Faithful chronicler of his weather times

 

"I never travel without my diary," says Gwendolen Fairfax in The Importance of Being Earnest. "One should always have something sensational to read on the train."

In her time, anyone of consequence would faithfully record the daily happenings of their lives, and years afterwards such documents have provided rich, even sometimes sensational, pickings for climatologists as they rummage endlessly for bits and scraps of information about the weather of the past.

Diaries, whatever their length or the quality of any meteorological information they contain, nearly always have a common feature: they begin on New Year's Day.

And that of perhaps the most famous diarist of them all was no exception. Samuel Pepys began his diary on January 1st, 1660, when he was 27 years old. He kept it faithfully for almost a decade, documenting not only his own escapades and the life and manners of the times, but also the daily sequence of the weather in London during the 1660s.

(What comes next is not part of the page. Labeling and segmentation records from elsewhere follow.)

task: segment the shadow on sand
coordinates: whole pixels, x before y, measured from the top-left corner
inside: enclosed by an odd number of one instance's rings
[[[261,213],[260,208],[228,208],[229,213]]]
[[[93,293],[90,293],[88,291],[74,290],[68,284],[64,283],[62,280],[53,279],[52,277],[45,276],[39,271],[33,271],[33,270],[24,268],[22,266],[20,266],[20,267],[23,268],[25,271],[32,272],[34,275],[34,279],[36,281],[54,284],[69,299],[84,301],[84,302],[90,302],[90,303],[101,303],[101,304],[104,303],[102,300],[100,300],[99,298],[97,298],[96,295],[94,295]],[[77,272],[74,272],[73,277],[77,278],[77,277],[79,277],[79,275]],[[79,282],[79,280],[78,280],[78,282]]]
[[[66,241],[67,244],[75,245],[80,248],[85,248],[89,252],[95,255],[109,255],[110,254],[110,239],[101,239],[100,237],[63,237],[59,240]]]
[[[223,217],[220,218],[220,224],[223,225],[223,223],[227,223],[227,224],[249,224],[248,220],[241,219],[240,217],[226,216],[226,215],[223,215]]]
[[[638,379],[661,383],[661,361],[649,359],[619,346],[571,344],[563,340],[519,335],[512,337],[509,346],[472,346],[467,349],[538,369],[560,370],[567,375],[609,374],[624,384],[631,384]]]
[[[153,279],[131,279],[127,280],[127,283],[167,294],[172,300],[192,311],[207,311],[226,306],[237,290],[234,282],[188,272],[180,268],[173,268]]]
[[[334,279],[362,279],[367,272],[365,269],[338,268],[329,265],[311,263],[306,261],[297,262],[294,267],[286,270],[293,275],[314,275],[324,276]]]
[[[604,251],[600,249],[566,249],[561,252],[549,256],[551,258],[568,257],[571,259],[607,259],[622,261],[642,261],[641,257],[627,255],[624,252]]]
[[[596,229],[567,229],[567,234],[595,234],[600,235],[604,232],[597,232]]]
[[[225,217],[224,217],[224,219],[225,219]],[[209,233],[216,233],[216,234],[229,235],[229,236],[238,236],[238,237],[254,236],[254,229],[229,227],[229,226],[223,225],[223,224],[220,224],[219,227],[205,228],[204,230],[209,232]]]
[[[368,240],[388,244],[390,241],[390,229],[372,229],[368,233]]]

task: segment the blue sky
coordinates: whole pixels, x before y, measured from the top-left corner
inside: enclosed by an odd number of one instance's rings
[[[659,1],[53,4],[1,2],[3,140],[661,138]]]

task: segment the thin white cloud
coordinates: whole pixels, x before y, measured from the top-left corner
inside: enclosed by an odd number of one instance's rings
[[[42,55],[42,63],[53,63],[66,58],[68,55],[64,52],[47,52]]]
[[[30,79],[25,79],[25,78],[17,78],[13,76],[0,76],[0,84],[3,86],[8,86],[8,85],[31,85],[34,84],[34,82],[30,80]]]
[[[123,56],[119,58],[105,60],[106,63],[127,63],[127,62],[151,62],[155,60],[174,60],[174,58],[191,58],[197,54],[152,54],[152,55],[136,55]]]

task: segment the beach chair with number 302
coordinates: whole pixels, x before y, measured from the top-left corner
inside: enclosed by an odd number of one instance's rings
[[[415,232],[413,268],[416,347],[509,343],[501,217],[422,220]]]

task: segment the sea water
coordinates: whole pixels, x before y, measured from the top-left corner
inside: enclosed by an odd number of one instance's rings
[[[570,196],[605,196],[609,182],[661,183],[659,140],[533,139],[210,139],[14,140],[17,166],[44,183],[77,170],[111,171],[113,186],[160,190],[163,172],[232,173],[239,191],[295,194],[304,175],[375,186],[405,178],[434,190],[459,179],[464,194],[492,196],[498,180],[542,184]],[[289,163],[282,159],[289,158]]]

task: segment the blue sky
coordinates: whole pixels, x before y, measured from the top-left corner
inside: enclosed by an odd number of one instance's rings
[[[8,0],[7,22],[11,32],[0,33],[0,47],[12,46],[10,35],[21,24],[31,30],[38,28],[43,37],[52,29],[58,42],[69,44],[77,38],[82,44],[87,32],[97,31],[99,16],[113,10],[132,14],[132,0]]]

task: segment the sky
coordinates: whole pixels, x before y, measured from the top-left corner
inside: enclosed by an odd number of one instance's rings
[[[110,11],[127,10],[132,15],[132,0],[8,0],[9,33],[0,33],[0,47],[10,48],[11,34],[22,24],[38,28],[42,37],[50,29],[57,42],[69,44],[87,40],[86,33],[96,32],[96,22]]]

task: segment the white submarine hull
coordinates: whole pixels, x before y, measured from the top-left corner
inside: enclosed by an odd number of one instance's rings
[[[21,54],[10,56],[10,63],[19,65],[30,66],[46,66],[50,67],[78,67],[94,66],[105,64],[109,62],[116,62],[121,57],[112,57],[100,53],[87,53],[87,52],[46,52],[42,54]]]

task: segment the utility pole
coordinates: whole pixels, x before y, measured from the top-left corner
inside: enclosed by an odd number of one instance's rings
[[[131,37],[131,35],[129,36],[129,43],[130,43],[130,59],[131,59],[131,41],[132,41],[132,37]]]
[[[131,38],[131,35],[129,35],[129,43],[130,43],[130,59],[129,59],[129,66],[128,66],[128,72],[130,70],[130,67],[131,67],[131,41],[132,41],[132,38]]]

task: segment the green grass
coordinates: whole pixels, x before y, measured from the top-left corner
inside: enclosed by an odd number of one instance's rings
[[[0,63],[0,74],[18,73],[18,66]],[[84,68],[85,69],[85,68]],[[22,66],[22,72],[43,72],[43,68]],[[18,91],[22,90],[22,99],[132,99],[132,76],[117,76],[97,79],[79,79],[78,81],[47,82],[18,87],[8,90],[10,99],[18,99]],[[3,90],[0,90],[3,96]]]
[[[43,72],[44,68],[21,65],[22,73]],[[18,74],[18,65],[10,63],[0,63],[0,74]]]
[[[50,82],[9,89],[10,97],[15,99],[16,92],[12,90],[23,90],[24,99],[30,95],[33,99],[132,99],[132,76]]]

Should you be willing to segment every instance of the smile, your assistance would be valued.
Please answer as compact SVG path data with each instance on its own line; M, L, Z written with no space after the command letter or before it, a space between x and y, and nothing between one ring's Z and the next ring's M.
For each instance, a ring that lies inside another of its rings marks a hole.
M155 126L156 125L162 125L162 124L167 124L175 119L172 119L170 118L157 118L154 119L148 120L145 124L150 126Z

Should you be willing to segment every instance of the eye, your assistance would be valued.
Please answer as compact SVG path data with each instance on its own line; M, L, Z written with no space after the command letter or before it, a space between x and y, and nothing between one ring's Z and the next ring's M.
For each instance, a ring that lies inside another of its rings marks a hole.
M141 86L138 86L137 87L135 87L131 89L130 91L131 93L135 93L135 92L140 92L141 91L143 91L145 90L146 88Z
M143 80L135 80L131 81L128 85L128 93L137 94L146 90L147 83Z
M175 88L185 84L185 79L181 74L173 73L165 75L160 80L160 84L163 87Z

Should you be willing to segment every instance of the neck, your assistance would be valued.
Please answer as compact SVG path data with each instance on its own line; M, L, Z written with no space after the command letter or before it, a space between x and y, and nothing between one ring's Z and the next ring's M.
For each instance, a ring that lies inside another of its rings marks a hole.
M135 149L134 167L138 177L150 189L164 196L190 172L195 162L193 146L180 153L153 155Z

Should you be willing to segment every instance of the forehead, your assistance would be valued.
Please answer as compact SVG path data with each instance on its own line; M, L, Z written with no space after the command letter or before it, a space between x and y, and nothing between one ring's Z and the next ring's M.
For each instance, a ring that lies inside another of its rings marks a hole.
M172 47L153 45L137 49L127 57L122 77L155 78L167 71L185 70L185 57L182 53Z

Just a few days after beginning his chronicle, on January 16th, 1660, Pepys tells us of the hourly weather reports provided for the citizens of London: "I staid up till the bell-man came by with his bell just under my window as I was writing of this very line, and cried `Past one of the clock, and a cold frosty windy morning' " - not too different, indeed, from what one might hear on the radio today.

By January 21st, 1661, Pepys was wondering if something funny was happening to the London climate: "It is strange what weather we have had all this winter; no cold at all, but the ways are dusty, and the flyes fly up and down, and the rose bushes are full of leaves, such a time of the year as was never known in this world before here."

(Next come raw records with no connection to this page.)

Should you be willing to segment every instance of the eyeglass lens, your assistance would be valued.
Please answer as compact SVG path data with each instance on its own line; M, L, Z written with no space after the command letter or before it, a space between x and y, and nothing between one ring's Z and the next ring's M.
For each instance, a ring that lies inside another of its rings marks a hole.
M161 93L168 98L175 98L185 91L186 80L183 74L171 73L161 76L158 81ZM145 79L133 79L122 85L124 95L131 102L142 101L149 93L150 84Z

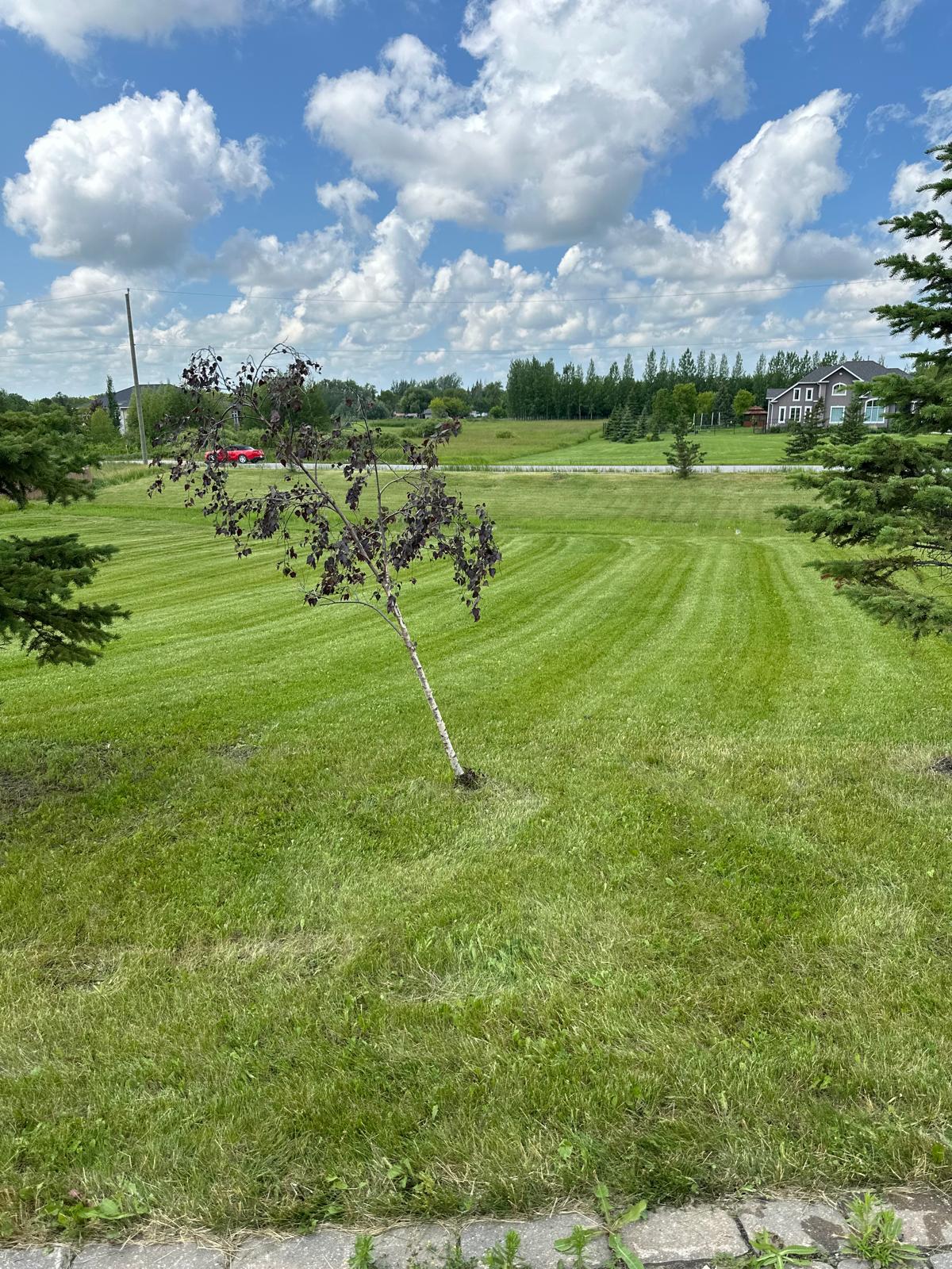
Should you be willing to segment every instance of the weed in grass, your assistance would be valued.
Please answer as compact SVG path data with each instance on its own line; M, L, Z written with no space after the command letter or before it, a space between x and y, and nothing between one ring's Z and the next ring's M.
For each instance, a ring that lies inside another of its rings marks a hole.
M486 1253L486 1269L522 1269L526 1261L519 1255L520 1244L522 1239L515 1230L506 1230L505 1239Z
M685 500L453 475L513 561L479 633L447 595L419 609L494 773L476 796L420 774L432 723L382 623L317 629L146 483L30 511L121 547L117 655L0 652L29 803L0 812L19 1236L123 1178L223 1235L541 1211L586 1176L651 1203L948 1183L922 1124L952 1036L952 780L928 772L952 659L802 567L783 477Z
M613 1212L608 1198L608 1187L603 1181L595 1185L595 1200L599 1216L602 1217L602 1225L595 1228L585 1228L581 1225L576 1225L567 1239L556 1239L553 1244L556 1251L571 1256L571 1269L586 1269L585 1251L589 1245L595 1239L608 1235L608 1249L612 1253L614 1265L619 1266L619 1269L622 1265L626 1269L645 1269L638 1256L633 1251L630 1251L622 1242L621 1231L626 1225L632 1225L635 1221L641 1220L647 1203L642 1200L641 1203L635 1203L632 1207ZM561 1264L562 1261L560 1261Z
M598 1203L598 1211L602 1216L604 1231L608 1235L608 1250L612 1253L616 1265L626 1265L627 1269L645 1269L635 1253L630 1251L622 1242L621 1231L626 1227L626 1225L633 1225L636 1221L641 1220L647 1208L647 1203L642 1199L640 1203L635 1203L631 1207L613 1212L608 1199L608 1187L604 1181L599 1181L598 1185L595 1185L595 1200Z
M51 1199L43 1206L47 1225L55 1226L65 1237L80 1236L99 1225L108 1230L109 1226L135 1221L149 1213L149 1204L131 1183L127 1183L124 1192L117 1198L103 1198L98 1203L84 1199L77 1190L71 1190L69 1199L71 1202Z
M748 1269L802 1269L816 1258L814 1247L796 1244L787 1246L769 1230L760 1230L750 1240L755 1255L745 1261Z
M914 1242L902 1241L902 1222L889 1207L877 1207L872 1194L863 1194L849 1207L847 1250L876 1269L914 1264L923 1259Z
M350 1269L374 1269L373 1239L369 1233L358 1233L354 1241L354 1254L349 1260Z
M584 1226L576 1225L567 1239L556 1239L552 1246L561 1255L570 1258L567 1261L560 1260L559 1269L590 1269L585 1253L589 1244L600 1237L600 1230L586 1230Z

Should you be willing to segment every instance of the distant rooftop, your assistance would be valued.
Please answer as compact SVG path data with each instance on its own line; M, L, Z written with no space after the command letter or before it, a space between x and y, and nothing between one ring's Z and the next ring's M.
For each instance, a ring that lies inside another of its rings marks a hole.
M140 388L143 392L147 392L150 388L168 388L168 387L169 387L168 383L140 383ZM122 388L119 392L116 393L116 404L121 406L123 410L127 410L129 402L132 401L132 393L135 391L136 391L135 385L128 388ZM105 392L103 392L100 396L90 397L89 404L93 405L94 402L96 405L102 405L103 409L105 409Z
M883 365L882 362L838 362L835 365L817 365L815 371L810 371L805 374L802 379L797 379L797 383L819 383L825 379L828 374L833 374L834 371L844 367L852 374L856 374L858 379L863 383L868 383L869 379L875 379L878 374L908 374L908 371L900 371L899 367ZM769 396L769 393L768 393Z

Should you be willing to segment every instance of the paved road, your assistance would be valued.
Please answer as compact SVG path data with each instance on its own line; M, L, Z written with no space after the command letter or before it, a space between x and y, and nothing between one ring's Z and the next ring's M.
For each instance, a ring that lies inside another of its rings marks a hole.
M107 458L105 462L109 463L128 463L136 462L137 459L129 458ZM162 458L162 463L171 463L170 458ZM235 464L237 466L237 464ZM283 471L281 463L249 463L249 467L254 466L259 470L265 471ZM308 463L310 468L316 468L317 471L333 471L334 467L339 467L340 463ZM383 466L383 464L381 464ZM419 471L418 467L411 467L409 463L386 463L387 467L397 472L411 472ZM642 463L642 464L584 464L584 463L547 463L546 466L537 466L529 463L440 463L439 470L442 472L673 472L674 468L665 463ZM696 467L696 472L821 472L824 468L814 466L810 463L702 463Z
M268 471L281 471L281 463L255 463L256 467L264 467ZM308 463L308 467L314 467L314 463ZM330 471L333 463L317 463L319 471ZM418 471L418 468L411 467L409 463L387 463L397 472L410 472ZM585 466L583 463L548 463L543 466L534 466L527 463L440 463L439 470L442 472L673 472L674 468L664 463L644 463L641 466ZM696 467L696 472L793 472L793 471L807 471L807 472L821 472L823 467L814 467L806 463L702 463Z

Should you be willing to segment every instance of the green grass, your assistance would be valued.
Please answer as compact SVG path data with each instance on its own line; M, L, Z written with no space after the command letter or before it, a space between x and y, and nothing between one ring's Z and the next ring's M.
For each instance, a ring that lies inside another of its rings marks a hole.
M515 426L520 426L515 424ZM704 450L702 462L704 463L782 463L784 462L784 448L787 438L778 433L751 433L749 428L715 428L702 431L696 437ZM665 450L671 448L671 438L663 437L660 440L637 440L633 444L622 444L617 440L603 440L602 429L595 435L572 445L569 450L556 447L539 449L519 462L526 463L621 463L628 464L654 464L666 463Z
M500 431L509 435L500 437ZM397 445L406 435L387 428L383 434L393 437ZM600 420L463 419L462 433L447 447L444 458L452 463L522 463L527 454L546 449L557 450L562 456L557 462L567 463L575 461L569 454L594 437L602 437Z
M498 437L509 431L509 437ZM385 428L385 437L399 445L402 433ZM707 463L782 463L787 438L783 434L753 434L749 429L713 429L696 439ZM671 438L638 440L627 445L602 439L600 420L565 421L522 419L465 419L461 435L446 450L448 463L551 463L621 466L666 463Z
M0 652L0 1230L952 1180L948 648L802 567L779 477L453 483L484 621L406 608L476 793L377 618L169 496L0 518L133 610Z

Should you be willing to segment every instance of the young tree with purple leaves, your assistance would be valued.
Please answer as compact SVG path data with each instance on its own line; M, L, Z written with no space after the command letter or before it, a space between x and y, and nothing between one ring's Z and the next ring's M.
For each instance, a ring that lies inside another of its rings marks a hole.
M278 365L275 359L287 360ZM369 425L362 401L348 400L354 416L336 418L325 429L305 421L312 373L320 373L315 362L284 346L261 362L245 362L234 378L211 349L197 353L183 373L190 409L173 425L179 452L150 492L161 491L166 480L182 482L185 505L201 503L240 557L275 539L286 577L310 570L303 598L312 608L354 604L381 617L413 664L456 782L472 787L479 777L457 756L401 607L402 588L416 584L418 566L442 561L479 621L482 588L500 561L486 508L477 505L470 515L438 470L439 447L458 435L459 420L442 420L421 443L405 440L397 470L380 457L380 428ZM220 448L234 410L260 424L261 447L274 450L284 470L279 483L260 494L236 496L227 466L204 458ZM340 487L334 471L343 477Z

But on the morning of November 27th, 1662, the diarist was confronted with an unexpected sight when he emerged from his bed-chamber. "At my waking, I found the tops of the houses covered with snow, which is a rare sight, which I have not seen these three years."

His surprise was all the greater, since only a few days before he had again been remarking on how mild it was: "It hath hitherto been summer weather, that it is both to warmth and every other thing, just as if it were the middle of May or June."

Pepys continued writing until May 31st, 1669, when concern for his failing eyesight caused him to bring the diary to an end. Happily for him, his fears were groundless: he lived for another 34 years, and died at Clapham in 1703.